The noted psychiatrist and scion of a great Chassidic dynasty, Rabbi Abraham Twersky, understood the message of the text in terms of the dynamics of human character development.  Despite Rebecca’s personal antipathy to pagan practices, and not withstanding the fact that she had left her pagan environment no fewer than sixty years earlier, she was not nearly as dismayed as her husband was by Esau’s choice of wives.  Rebecca had been fully exposed to pagan practices and to the moral corruption of idolaters in her youth.  Because those practices had been the norm, she had become desensitized to their negative impact on those for whom it was a normal way of being. Put simply, the message of our text is that even the greatest of abominations lose their odium once we become accustomed to them.

Think back over your own experiences. I grew up in a society where foul language was taboo.  Before the publication Lady Chatterley’s Lover, sexually charged language did not appear in print, and was bleeped out on the broadcast media.  It could certainly not be heard on screen.  Children were chastised when they used vulgar language.  Sexual encounters in movies were implied, not enacted.  Nudity was taboo.  Words describing bodily functions were called bathroom language, and forbidden as expletives. 

When people were first exposed to “forbidden” words, the effect was jarring and they were horrified.  Such speech was not acceptable among decent, cultured and moral people.  But we are no longer shocked.  The taboos have disappeared.  Lovemaking is graphically depicted on screen and nudity has become the norm.  Parents are increasingly comfortable using what used to be called bathroom words when expressing anger and frustration.  The F word has entered the language and has even become synonymous with making mistakes. 

What would have shocked us only a few decades ago goes largely unnoticed nowadays.  Our constant exposure to things and practices previously abhorrent has desensitized us and anesthetized our sensibilities.  Scarcely anything shocks us anymore.  It is all old hat.  And our children, like Rebecca of old, have become acculturated to the lowest common denominators of the contemporary milieu.

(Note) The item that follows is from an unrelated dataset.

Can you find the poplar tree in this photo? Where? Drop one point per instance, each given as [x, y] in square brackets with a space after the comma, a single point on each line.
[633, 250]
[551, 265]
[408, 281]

The message of our text, however, goes beyond our attitude to language and sexuality.  Our generation has witnessed the erosion of a central Jewish norm.  When I was young, the reenactment of Esau’s experience, the choice of non-Jewish wives by Jewish men, was considered to be a tragedy, and was effectively never sanctioned- unless the women accepted Judaism.  But now the rate of marriage between Jews and gentiles is not significantly different from marriages between Jews.  The previously exceptional announcement of mixed marriages in the national press has become widespread.  Jewish spiritual leaders increasingly perform such marriages, even on the Sabbath, and bask in the glory of the attendant publicity they get.  I’m thinking, for example, of Chelsea Clinton’s widely publicized chuppah on a Shabbat afternoon.

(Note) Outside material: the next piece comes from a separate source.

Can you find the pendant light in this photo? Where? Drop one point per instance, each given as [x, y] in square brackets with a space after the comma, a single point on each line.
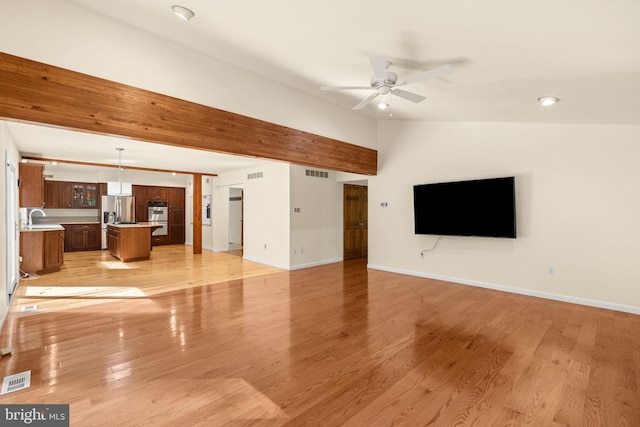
[119, 188]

There are many rationalizations for parents’ acceptance of this situation. One is:  “She/he is a fine human being”.  Another is: “After all, we eat in the same restaurants as they, enjoy the same entertainment, have the same education and are more like them than unlike”.  The most prevalent is: “As long as they are happy, why should we risk alienating them with our disapproval”?  Few will acknowledge the bitter truth: “No matter how much we would deny it, our values are more American than they are Jewish.”

The message of our text is not comfortable. It is a wake-up call to parents of impressionable children, alerting them to the ease with which exposure to alien values becomes part of their children’s spiritual and cultural make up.  The Torah seeks to make us conscious of what is Jewishly unacceptable. It warns us to be mindful of   the words we use, and of the long-term, very negative, effects on our families of tolerance of what is inappropriate.